An Overview of Compiler Design

February 4, 2021

The computer is an integral tool in our lives because it runs applications that solve many real-life problems. Computer programmers write programs (using programming languages) to perform various tasks. The high-level programming languages currently used can only be understood by human beings, but not by the computer.

It requires a compiler to convert this high-level language to a language that can be understood by the machine. In this article, we will learn about the fundamental aspects of compiler design. Some of the aspects covered include language processing systems, compiler design architecture, and the phases of a compiler. The article will also discuss the real-life applications of compiler technology.

What is a compiler?

A compiler is a computer program that transforms a source language (high-level language (HLL)) into a machine language (low-level language (LLL)) without changing the program meaning.
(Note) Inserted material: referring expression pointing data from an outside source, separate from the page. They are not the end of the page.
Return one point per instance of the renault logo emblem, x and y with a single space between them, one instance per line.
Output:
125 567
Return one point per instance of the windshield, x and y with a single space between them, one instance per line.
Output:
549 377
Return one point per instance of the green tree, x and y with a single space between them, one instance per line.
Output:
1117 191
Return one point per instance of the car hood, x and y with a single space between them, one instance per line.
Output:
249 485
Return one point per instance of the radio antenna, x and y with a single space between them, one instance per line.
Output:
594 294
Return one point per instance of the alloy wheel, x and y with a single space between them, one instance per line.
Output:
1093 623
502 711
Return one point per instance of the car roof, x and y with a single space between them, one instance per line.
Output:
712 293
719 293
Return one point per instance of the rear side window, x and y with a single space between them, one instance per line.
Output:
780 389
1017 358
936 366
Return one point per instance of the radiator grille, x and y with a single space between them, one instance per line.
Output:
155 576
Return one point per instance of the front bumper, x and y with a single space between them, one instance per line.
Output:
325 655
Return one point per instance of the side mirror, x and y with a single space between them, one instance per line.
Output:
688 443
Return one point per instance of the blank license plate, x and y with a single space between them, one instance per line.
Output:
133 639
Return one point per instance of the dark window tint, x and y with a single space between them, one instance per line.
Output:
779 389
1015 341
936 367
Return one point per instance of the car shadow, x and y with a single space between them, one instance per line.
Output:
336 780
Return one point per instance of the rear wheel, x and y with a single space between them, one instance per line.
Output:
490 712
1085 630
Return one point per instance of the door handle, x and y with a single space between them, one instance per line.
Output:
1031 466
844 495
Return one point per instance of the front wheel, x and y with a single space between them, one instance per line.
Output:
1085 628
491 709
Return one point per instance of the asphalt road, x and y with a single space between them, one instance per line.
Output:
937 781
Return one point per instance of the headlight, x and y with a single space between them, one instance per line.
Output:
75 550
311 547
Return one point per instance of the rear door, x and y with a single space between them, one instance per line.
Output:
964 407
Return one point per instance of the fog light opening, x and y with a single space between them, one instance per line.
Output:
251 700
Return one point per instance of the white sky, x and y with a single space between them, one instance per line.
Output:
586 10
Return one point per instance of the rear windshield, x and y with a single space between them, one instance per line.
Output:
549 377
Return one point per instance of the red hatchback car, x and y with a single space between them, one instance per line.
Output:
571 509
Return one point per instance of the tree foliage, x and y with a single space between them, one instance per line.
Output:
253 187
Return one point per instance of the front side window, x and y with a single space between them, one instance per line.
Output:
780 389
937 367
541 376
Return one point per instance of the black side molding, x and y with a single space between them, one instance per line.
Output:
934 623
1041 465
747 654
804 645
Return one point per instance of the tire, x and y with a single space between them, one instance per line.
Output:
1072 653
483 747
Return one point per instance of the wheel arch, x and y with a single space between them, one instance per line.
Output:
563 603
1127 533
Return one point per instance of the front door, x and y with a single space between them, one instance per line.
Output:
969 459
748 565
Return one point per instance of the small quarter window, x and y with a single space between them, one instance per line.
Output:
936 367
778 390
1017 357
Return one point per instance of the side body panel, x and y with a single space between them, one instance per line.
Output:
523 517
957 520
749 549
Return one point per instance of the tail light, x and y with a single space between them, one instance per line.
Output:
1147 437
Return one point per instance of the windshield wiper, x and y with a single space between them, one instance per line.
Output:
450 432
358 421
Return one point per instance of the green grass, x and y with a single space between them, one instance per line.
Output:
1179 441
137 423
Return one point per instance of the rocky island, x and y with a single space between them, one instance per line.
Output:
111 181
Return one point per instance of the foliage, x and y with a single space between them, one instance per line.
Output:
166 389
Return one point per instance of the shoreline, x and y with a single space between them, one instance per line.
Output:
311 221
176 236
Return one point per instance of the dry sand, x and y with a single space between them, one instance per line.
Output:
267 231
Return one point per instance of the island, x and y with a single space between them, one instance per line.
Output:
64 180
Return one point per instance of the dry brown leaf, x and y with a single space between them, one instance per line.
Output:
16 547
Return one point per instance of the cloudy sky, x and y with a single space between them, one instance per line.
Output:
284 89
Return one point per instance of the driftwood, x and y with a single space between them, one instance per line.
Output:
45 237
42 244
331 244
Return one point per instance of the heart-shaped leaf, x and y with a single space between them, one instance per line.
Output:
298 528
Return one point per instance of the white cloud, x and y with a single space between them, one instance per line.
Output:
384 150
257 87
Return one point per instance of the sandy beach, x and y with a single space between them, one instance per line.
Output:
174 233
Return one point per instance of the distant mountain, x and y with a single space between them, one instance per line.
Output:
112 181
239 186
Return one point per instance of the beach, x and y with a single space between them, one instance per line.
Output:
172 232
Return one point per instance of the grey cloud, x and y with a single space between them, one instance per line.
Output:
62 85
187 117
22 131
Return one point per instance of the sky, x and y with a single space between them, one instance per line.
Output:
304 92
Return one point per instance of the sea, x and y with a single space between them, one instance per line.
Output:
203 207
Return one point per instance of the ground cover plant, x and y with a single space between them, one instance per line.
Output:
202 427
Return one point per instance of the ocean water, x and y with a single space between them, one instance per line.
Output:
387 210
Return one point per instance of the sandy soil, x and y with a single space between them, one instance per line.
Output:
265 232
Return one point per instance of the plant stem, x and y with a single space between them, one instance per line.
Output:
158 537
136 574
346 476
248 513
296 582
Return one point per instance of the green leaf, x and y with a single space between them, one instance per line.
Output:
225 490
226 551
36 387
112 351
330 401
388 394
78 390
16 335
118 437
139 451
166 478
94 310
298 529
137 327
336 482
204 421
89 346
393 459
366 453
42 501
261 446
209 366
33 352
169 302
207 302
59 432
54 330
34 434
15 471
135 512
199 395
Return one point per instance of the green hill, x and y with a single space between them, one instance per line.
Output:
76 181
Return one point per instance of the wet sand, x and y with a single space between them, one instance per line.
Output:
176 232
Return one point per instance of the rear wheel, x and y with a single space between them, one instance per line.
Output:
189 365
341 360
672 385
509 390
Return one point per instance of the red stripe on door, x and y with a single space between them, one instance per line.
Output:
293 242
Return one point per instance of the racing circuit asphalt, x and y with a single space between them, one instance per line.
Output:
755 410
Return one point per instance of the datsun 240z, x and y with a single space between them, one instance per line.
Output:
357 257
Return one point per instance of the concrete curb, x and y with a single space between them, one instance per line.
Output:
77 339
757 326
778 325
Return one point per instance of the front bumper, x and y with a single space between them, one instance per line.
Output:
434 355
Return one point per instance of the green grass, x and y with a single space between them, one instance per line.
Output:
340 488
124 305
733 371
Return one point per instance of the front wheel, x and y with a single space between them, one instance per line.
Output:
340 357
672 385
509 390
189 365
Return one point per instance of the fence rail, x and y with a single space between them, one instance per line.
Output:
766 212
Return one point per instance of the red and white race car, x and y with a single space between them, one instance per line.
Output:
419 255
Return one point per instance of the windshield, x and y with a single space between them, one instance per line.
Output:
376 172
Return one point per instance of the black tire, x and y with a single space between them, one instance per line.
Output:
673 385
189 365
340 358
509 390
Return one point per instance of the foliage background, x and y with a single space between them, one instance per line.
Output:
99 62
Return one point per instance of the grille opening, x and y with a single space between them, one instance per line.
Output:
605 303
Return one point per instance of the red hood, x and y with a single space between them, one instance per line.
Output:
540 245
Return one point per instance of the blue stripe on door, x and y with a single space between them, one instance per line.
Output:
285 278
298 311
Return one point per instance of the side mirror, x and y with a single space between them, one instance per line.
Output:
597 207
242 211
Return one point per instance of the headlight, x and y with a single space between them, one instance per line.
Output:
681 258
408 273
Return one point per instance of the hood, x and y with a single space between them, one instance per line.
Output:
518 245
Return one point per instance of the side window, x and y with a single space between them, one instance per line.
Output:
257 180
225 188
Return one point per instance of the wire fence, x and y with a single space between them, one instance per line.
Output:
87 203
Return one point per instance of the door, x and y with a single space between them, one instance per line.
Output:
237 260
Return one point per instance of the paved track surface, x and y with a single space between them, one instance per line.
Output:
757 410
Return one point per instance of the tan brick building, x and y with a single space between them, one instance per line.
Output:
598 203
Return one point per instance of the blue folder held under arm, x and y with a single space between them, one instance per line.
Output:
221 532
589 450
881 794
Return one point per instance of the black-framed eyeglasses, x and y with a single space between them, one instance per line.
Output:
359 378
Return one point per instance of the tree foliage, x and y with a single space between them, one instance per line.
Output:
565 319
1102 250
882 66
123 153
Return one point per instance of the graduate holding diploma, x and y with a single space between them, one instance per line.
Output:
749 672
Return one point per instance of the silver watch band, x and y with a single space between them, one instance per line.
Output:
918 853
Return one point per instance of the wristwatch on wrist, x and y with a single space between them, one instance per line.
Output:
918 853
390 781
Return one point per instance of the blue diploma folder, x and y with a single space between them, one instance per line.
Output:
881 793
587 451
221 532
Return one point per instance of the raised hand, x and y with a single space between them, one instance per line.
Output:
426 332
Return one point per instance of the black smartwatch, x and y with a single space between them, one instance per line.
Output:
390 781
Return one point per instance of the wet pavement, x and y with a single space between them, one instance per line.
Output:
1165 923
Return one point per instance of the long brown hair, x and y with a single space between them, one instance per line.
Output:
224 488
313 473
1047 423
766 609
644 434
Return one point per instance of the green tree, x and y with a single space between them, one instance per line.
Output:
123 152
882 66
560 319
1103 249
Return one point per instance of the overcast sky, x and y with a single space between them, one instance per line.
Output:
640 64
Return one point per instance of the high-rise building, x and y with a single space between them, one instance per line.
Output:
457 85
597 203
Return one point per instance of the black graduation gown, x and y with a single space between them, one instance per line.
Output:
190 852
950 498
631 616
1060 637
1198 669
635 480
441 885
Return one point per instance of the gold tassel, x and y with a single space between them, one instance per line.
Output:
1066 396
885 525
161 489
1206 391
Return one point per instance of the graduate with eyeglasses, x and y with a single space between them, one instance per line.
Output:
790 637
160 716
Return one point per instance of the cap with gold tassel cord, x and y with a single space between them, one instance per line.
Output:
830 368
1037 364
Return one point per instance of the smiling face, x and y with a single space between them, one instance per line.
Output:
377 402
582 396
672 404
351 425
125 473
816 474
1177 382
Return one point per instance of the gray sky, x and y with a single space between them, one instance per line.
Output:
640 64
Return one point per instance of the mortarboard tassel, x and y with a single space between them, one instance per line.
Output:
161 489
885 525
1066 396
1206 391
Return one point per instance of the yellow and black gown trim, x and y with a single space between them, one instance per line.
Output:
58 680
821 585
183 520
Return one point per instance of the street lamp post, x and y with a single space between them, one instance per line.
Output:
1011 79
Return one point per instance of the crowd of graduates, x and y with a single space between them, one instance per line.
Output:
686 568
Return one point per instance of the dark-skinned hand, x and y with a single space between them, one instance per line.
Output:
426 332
It is an intermediary between the machine-readable language and the human-readable language. The principles of compiler design gives an overview of the translation and optimization processes.

A compiler can perform various operations such as parsing, preprocessing, lexical analysis, and semantic analysis. It can also perform code generation and code optimization. These operations are implemented in phases that consist of inputs and outputs.

There are various types of compilers.

Some of the common types include:

  • Source-to-source compiler: This is a compiler in which the source code of one language is transformed into a source code of a different language. Examples include CoffeeScript and Haxe.
  • Cross compiler: In this compiler, the source code can be produced in one machine and executed in a different machine. GNU Compiler Collection (GCC) is a good example of a cross compiler.
  • JIT (just in time) compiler: In this compiler, the compilation is deferred until the runtime. It is applied to modern programming languages such as Python, Java, and JavaScript.
  • Hardware compiler: This is a compiler that uses the hardware configuration to produce output, rather than a string of instructions. Xilinx Synthesis Tool (XST) is a good example of a hardware compiler.

Introduction to language processing system

Learning the language processing system for C programming language can improve our understanding of how a compiler is utilized. This system consists of various components that process the input language to produce the desired output.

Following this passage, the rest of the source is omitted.